Tan Hiang Keat, James Paul Damien, Wong Florence
Division of Gastroenterology, Department of Medicine, Toronto General Hospital, 9EN/222, 200 Elizabeth Street, Toronto, ON, M5G 2C4, Canada.
Department of Gastroenterology and Hepatology, Singapore General Hospital, Outram Road, Singapore, 169608, Singapore.
Dig Dis Sci. 2016 Oct;61(10):3084-3092. doi: 10.1007/s10620-016-4140-3. Epub 2016 Apr 5.
Large-volume total paracentesis may result in paracentesis-induced circulatory dysfunction, which is associated with poor outcomes.
To explore the short- and long-term effects of paracentesis-induced circulatory dysfunction on systemic hemodynamics, renal function and other cirrhosis-related complications in patients with refractory ascites, following subtotal large-volume paracentesis.
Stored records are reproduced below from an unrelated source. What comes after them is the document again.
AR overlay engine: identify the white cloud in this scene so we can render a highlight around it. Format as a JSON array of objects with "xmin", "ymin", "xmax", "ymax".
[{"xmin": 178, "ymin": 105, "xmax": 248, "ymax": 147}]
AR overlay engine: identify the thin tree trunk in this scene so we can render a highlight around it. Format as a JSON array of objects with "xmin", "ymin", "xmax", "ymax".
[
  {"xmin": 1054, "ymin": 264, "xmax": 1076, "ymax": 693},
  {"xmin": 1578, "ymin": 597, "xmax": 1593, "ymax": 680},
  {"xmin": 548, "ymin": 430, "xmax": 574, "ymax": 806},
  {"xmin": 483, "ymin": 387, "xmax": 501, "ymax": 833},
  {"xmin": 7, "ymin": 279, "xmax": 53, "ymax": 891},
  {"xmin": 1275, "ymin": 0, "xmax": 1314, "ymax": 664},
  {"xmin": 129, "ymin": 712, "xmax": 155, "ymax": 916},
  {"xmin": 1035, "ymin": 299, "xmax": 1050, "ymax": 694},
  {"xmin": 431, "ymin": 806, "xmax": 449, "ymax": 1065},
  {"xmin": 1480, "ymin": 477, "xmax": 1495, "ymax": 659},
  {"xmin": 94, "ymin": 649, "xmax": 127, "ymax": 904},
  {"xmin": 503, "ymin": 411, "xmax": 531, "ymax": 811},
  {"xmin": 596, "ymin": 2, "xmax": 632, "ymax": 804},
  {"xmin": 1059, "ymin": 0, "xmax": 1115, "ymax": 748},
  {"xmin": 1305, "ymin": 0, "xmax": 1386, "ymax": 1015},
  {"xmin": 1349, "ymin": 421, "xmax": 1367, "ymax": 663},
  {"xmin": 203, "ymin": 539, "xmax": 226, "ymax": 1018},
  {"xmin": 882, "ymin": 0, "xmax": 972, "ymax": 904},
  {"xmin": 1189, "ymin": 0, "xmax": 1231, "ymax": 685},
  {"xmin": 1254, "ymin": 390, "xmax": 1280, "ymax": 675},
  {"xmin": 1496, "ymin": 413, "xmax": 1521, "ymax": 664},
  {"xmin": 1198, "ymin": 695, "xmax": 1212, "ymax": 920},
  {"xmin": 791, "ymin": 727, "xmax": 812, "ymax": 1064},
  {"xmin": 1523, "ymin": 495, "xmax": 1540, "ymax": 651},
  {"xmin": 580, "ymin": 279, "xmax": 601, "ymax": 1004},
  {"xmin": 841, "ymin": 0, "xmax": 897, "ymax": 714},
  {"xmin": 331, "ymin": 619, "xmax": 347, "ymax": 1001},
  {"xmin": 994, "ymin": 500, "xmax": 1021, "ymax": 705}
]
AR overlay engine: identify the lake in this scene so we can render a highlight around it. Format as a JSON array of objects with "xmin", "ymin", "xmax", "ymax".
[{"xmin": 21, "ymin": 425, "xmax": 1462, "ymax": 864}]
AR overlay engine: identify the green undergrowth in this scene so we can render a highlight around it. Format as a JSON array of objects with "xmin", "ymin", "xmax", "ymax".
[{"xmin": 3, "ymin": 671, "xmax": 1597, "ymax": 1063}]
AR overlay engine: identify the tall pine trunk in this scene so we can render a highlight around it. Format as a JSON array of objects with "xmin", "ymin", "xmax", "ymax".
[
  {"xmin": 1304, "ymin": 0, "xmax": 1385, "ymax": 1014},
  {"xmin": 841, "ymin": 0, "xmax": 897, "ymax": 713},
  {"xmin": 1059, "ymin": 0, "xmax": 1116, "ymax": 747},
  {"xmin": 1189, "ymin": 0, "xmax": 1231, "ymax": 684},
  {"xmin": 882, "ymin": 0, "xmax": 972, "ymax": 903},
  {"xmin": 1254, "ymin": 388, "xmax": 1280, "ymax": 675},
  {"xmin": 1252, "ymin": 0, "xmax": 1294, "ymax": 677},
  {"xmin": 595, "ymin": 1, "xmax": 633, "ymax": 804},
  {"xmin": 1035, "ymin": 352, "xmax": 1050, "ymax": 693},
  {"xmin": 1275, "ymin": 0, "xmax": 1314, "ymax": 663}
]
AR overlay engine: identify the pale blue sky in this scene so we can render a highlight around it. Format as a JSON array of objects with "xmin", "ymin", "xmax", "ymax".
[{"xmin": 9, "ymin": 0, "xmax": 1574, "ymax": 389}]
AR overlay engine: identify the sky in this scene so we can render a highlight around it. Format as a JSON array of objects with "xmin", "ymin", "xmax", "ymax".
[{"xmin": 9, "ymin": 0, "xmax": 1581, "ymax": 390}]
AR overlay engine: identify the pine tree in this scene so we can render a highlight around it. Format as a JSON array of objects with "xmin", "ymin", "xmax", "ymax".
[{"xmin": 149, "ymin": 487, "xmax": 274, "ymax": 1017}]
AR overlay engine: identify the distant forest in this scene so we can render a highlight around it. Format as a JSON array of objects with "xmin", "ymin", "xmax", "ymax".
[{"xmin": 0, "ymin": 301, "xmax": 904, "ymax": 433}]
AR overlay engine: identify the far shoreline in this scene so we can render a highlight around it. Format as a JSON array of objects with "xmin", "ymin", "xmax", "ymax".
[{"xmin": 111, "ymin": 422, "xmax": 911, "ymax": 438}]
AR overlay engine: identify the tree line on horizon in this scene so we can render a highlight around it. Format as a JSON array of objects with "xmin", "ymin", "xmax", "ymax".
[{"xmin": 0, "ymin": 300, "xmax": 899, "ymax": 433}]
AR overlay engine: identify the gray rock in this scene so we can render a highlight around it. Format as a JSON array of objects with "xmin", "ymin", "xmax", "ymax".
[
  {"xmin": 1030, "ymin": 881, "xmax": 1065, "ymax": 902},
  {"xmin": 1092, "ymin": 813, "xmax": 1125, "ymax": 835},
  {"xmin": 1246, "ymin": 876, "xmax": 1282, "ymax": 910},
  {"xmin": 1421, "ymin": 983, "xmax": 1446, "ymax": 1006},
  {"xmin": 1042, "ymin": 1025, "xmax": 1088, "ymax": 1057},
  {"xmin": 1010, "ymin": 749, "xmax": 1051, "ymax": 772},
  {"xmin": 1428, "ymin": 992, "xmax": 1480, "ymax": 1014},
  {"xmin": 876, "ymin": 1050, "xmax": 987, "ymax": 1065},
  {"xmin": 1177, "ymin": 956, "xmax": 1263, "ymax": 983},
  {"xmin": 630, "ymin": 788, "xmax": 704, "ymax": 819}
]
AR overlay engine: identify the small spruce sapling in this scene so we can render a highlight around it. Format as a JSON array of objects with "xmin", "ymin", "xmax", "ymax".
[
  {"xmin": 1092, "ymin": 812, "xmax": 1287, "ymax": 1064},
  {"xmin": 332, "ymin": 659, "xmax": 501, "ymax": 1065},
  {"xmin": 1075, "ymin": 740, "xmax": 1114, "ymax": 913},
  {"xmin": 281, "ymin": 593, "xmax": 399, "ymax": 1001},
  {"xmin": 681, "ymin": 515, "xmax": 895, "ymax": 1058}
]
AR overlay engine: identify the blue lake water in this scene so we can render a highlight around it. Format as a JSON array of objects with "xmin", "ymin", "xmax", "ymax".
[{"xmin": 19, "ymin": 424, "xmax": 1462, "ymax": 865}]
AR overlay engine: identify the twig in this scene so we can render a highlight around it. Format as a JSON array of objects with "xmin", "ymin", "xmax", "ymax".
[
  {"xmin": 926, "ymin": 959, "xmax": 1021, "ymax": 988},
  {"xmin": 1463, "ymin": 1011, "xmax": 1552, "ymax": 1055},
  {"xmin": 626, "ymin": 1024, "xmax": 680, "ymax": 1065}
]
Patients with cirrhosis and refractory ascites without renal dysfunction had systemic hemodynamics, renal function, and neurohormones (plasma active renin, aldosterone, norepinephrine and angiotensin II) measured pre- and 6 days post-paracentesis. Paracentesis was limited to ≤8 L with 6-8 g of albumin per liter ascites drained. Patients were followed up until transjugular intrahepatic portosystemic shunt insertion, liver transplantation, or death. Paracentesis-induced circulatory dysfunction was defined as >50 % increase in plasma active renin 6 days post-paracentesis.
Fifty-seven patients (mean age 59.0 ± 9.4 years) had mean 6.8 ± 1.8 L of ascites removed with 9 ± 3 g of albumin given/L of ascites drained. Patients were followed up for 715 ± 104 days. Twenty-three patients (40.4 %) developed paracentesis-induced circulatory dysfunction with unchanged serum creatinine on day six, despite worsening of hemodynamics (mean arterial pressure 90 ± 10 mmHg at baseline vs. 84 ± 8 mmHg on day six, p < 0.05). Similar hemodynamic changes were observed among patients without paracentesis-induced circulatory dysfunction. There was no significant difference in the long-term renal function or cirrhosis-related complications between the groups.
The occurrence of paracentesis-induced circulatory dysfunction, as defined by plasma active renin, may not have a significant short- and long-term impact on renal function or cirrhosis-related complications in patients with refractory ascites who undergo subtotal paracentesis with albumin infusion.
大量腹腔穿刺放液可能导致穿刺诱导的循环功能障碍,这与不良预后相关。
探讨在大量腹腔穿刺放液术后,穿刺诱导的循环功能障碍对顽固性腹水患者全身血流动力学、肾功能及其他肝硬化相关并发症的短期和长期影响。
对无肾功能不全的肝硬化顽固性腹水患者,在腹腔穿刺放液术前及术后6天测量其全身血流动力学、肾功能及神经激素(血浆活性肾素、醛固酮、去甲肾上腺素和血管紧张素II)。腹腔穿刺放液量限制在≤8L,每排出1L腹水补充6 - 8g白蛋白。对患者进行随访,直至行经颈静脉肝内门体分流术、肝移植或死亡。穿刺诱导的循环功能障碍定义为腹腔穿刺放液术后6天血浆活性肾素升高>50%。
57例患者(平均年龄59.0±9.4岁)平均排出腹水6.8±1.8L,每排出1L腹水给予9±3g白蛋白。患者随访715±104天。23例患者(40.4%)出现穿刺诱导的循环功能障碍,尽管血流动力学恶化(基线时平均动脉压为90±10mmHg,术后第6天为84±8mmHg,p<0.05),但术后第6天血清肌酐未改变。在未发生穿刺诱导的循环功能障碍的患者中也观察到类似的血流动力学变化。两组患者的长期肾功能或肝硬化相关并发症无显著差异。
以血浆活性肾素定义的穿刺诱导的循环功能障碍的发生,可能对接受补充白蛋白的部分腹腔穿刺放液术的顽固性腹水患者的肾功能或肝硬化相关并发症没有显著的短期和长期影响。